What do K+ ion leakage channels do?

A

Allows K+ to ‘leak’ back out, along the concentration gradient - always open. They make the membrane more permeable to K+ than Na+.

39
Q

What do sodium/potassium ion voltage gated channels do?

A

Can open and close -> allows the ability to change the permeability of the membrane. Facilitates action potential to be sent through the axon.

40
Q

What is the resting potential?

A

The potential difference or voltage across the neurone cell membrane, where the neurone is at rest when it is not conducting another impulse.

41
Q

Describe polarisation

A

The sodium potassium pumps in the plasma membrane actively transport so that there is more of a positive charge outside the axon. the membrane is relatively impermeable to the sodium ions so they build up on the outside of the axon, but it is permeable to potassium ions from the channel proteins so they diffuse outside the axon. As a result the membrane is polarised. At this point, the pd across the membrane is called the resting potential and measures -70mV. The sodium and potassium gated channels finally close.

42
Q

What else in the axon helps the potential difference to be negative?

A

They cytoplasm also contains negatively charged proteins and inorganic phosphate ions.

43
Q

What is a nerve impulse in the axon membrane?

A

The movement of ions (Na+ and K+) into and out of the axon membrane, regulated by the changes of permeability in the membrane, resulting in the charges (and overall potential difference) inside and outside of the action changing.

44
Q

What is the resting potential?

A

Potential difference between the inside and outside of the axon membrane, WHEN A NERVE IMPULSE IS NOT BEING CONDUCTED.

45
Q

What happens in the resting potential?

A

The Na+/K+ pump actively transports 3 Na+ ions out of the axon per 2 K+ ions into the axon.

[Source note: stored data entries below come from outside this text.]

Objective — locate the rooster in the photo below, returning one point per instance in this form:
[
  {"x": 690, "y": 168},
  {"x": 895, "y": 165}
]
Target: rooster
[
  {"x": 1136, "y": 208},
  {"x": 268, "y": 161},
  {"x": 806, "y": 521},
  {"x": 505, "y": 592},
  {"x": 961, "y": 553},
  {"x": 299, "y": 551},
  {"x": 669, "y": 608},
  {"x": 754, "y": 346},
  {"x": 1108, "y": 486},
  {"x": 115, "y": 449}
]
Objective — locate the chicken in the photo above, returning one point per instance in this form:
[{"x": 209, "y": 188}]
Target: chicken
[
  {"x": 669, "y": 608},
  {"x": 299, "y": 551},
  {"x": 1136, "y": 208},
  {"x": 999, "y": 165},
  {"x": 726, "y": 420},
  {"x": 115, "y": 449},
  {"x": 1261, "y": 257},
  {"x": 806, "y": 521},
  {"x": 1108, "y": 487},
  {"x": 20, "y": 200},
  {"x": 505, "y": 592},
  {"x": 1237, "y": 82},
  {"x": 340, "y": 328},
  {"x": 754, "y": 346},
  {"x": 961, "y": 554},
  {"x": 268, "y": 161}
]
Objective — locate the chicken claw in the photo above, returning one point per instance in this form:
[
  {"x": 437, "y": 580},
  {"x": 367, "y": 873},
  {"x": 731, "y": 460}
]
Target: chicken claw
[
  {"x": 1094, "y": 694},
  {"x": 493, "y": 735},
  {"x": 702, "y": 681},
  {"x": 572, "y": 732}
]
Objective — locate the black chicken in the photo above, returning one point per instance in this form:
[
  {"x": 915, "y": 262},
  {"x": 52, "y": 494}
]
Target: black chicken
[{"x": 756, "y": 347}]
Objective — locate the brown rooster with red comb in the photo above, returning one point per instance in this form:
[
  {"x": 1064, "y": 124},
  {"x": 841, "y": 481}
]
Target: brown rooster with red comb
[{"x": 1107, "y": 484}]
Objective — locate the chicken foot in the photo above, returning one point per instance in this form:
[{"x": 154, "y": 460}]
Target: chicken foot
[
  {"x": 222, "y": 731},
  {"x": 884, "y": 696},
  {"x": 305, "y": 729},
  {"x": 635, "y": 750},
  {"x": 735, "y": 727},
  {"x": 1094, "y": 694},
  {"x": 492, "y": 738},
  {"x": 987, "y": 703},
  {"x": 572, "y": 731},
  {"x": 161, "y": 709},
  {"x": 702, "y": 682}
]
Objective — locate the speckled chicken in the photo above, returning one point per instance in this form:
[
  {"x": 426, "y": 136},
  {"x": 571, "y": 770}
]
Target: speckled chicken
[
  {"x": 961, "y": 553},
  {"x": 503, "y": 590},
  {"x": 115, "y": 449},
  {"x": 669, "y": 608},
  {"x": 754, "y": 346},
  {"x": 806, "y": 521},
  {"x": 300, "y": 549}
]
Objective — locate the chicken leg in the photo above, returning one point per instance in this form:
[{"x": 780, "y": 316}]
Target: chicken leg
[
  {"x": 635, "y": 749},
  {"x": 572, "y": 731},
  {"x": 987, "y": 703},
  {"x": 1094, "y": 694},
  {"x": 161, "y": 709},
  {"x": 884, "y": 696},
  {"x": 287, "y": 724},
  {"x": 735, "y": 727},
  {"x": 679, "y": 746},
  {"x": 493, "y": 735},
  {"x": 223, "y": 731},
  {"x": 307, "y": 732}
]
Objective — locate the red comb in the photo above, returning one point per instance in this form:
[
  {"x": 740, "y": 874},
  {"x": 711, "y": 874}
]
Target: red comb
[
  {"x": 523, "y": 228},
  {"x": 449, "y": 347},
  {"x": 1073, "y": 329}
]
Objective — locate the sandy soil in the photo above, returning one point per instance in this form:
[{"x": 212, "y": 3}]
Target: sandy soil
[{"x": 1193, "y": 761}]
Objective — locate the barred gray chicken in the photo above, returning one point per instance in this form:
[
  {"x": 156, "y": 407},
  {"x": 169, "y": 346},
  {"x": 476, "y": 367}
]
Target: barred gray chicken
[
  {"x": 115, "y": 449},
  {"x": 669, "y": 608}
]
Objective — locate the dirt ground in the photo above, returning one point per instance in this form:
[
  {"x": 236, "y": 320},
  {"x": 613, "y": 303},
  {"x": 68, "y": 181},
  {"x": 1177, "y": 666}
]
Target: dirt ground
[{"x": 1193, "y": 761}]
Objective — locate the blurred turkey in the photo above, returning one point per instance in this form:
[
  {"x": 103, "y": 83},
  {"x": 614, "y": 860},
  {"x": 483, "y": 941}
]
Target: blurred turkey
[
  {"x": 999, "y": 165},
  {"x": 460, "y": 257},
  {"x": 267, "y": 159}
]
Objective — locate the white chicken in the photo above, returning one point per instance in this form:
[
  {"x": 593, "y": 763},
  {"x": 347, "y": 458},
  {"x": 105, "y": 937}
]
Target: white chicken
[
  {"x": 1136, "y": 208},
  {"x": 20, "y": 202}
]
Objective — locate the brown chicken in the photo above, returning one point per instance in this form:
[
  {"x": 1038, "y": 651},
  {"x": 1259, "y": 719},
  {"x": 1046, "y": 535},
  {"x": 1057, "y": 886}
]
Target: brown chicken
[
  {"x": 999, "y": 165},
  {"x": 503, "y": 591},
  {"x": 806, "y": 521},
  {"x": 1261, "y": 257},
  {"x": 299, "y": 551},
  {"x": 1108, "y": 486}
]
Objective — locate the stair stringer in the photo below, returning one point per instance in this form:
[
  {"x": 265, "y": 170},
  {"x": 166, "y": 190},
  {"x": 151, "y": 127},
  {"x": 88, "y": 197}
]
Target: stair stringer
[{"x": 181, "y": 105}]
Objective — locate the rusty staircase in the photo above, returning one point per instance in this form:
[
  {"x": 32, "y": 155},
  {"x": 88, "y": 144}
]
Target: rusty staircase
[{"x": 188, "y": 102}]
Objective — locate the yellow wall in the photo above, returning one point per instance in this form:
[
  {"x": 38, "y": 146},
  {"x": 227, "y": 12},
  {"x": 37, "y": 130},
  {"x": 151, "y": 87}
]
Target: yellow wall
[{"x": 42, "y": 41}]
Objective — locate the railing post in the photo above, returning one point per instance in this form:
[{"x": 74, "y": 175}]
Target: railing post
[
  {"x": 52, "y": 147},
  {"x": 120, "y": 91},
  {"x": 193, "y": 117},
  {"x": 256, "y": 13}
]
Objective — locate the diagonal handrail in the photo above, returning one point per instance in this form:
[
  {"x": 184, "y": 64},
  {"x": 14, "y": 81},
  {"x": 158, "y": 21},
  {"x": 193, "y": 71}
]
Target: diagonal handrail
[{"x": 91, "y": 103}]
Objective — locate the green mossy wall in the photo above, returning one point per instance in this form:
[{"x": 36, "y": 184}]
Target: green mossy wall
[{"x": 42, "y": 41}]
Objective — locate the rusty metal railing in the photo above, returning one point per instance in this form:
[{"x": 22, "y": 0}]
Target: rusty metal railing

This makes conc. gradients with a high concentration of Na+ outside the axon and a high concentration of K+ inside the axon. The K+ channels that are always open allow some K+ ions to diffuse back out, down the conc. gradient established by the pump. As a result, the outside ends up having more positive ions SO WE SAY THE INSIDE IS NEGATIVE AT A RESTING POTENTIAL OF 70mV. The membrane is said to be polarised = no nerve impulse.

46
Q

What is an action potential?

A

The rapid, fleeting change in potential difference across the membrane is called an action potential. This happens when stimulation of an axon results in a brief reversal in the potential difference across the membrane from -70mV to +40mV.

47
Q

What happens in an action potential?

A

Stimulation causes voltage-gated Na+ channels to open - the axon membrane becomes permeable to Na+. Na+ diffuses into the axon down the concentration and charge gradient (set previously in polarisation by the pump). The influx of sodium ions causes the inside to become more positive and the potential difference becomes +40mV. This is an example of positive feedback. THE MEMBRANE IS SAID TO BE DEPOLARISED.

48
Q

What is an electrochemical gradient?

A

The concentration and charge gradients combined create an electrochemical gradient for Na+ ions in depolarisation.

49
Q

What is meant by the axon having ‘reached the threshold’?

A

If enough Na+ ions diffuse through the channels that have opened due to the stimulus to increase the axon charge to -55mV, we say this. All the channels will then open and the ions will rapidly rush in.

50
Q

What is meant by the ‘all or nothing law’?

A

Either the membrane is depolarised or it is not. There is no such thing as a small or large stimulus. The need for a ‘threshold stimulus’ is part of this.

51
Q

What is a ‘threshold stimulus’?

A

A stimulus that opens enough Na+ channels to reach -55mV (the threshold).

52
Q

The greater the stimulus…?

A

The greater the frequency of action potentials.

53
Q

Repolarisation

A

A fraction of a second after depolarisation occurs, the voltage-gated K+ channels open, and the voltage gated sodium channels close. The membrane becomes more permeable to K+, which diffuse out of the axon, down their concentration gradient. This removal of positive charge starts to REPOLARISE the membrane.

54
Q

Hyperpolarisation

A

Due to so many K+ leaving the axon, the inside of the membrane briefly becomes even more negative than the normal resting potential - an overshoot called hyperpolarisation.